Ramirez Ramirez: “There is a lot of attention for techniques that use more greenhouse gases than they emit, and therefore have a ‘negative emission’. But because of large differences in carbon footprint assessments, we run the risk of wasting time on techniques that could cause an unintentional net increase in greenhouse gases. We propose four criteria for reliably labelling technologies as negative emissions technologies. In short, there must be capture and permanent storage of greenhouse gasses, with the inevitable emissions to achieve this being known in detail and less than the amount of captured greenhouse gas.”
There is a lot of attention for techniques that use more greenhouse gases than they emit. But because of large differences in carbon footprint assessments, we run the risk of wasting time on technologies that could cause an unintentional net increase in greenhouse gases.
― Prof. Andrea Ramirez Ramirez, TU Delft
e-Refinery
The work of Burdyny & Smith and Ramirez Ramirez are excellent examples of the e-Refinery approach. Burdyny: “Changing our energy system is an immense challenge. It requires breakthroughs at the scale level smaller than a human hair up to the scale of entire countries. Collaboration between science and industry and between multiple disciplines is essential. This is the approach of the e-Refinery initiative.”

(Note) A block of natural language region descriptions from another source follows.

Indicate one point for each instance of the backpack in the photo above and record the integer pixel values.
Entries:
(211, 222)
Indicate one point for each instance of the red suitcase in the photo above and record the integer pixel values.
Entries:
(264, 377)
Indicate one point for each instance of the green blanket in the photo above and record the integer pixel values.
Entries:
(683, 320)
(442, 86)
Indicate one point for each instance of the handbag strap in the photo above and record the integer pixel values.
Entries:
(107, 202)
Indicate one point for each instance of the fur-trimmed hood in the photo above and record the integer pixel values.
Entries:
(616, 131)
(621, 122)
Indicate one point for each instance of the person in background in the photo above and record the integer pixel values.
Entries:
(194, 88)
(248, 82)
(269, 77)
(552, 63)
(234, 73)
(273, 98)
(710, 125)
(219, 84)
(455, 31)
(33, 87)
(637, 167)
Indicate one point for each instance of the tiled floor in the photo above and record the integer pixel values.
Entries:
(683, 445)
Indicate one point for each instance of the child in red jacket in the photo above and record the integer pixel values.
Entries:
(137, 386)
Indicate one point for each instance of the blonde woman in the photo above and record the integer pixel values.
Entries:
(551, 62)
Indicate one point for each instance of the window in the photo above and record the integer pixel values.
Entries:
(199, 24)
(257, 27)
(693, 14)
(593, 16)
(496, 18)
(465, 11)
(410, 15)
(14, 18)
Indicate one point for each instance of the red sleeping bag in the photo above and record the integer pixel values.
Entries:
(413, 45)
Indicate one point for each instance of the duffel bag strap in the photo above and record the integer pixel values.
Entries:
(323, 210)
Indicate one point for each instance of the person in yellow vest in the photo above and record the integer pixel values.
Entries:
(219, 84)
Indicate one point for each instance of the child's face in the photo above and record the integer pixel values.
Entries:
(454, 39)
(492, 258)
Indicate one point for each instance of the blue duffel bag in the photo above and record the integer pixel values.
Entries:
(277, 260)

e-Refinery was established to enable the process of electrification of the chemical industry and integration with the energy sector on all fronts. In consultation with Dutch industry, it was decided to start with three bulk chemicals: hydrogen, formic acid and ethylene. After that, the electrochemical production of methane and methanol, carbon monoxide and ammonia will also be examined. Only through such a large-scale electrification will fuels become CO2 neutral in the future. This objective of e-Refinery is inextricably linked to that of smart electricity storage. By integrating the two sectors, surpluses or shortages can easily be exchanged between electricity-consuming industry and electricity suppliers. To achieve both objectives, e-Refinery follows an integrated approach; from material design in the laboratory to integration in large-scale systems. Ramirez Ramirez concludes: “Preventing disastrous climate change is a race against time. It requires international cooperation and technological development as we have never seen before.”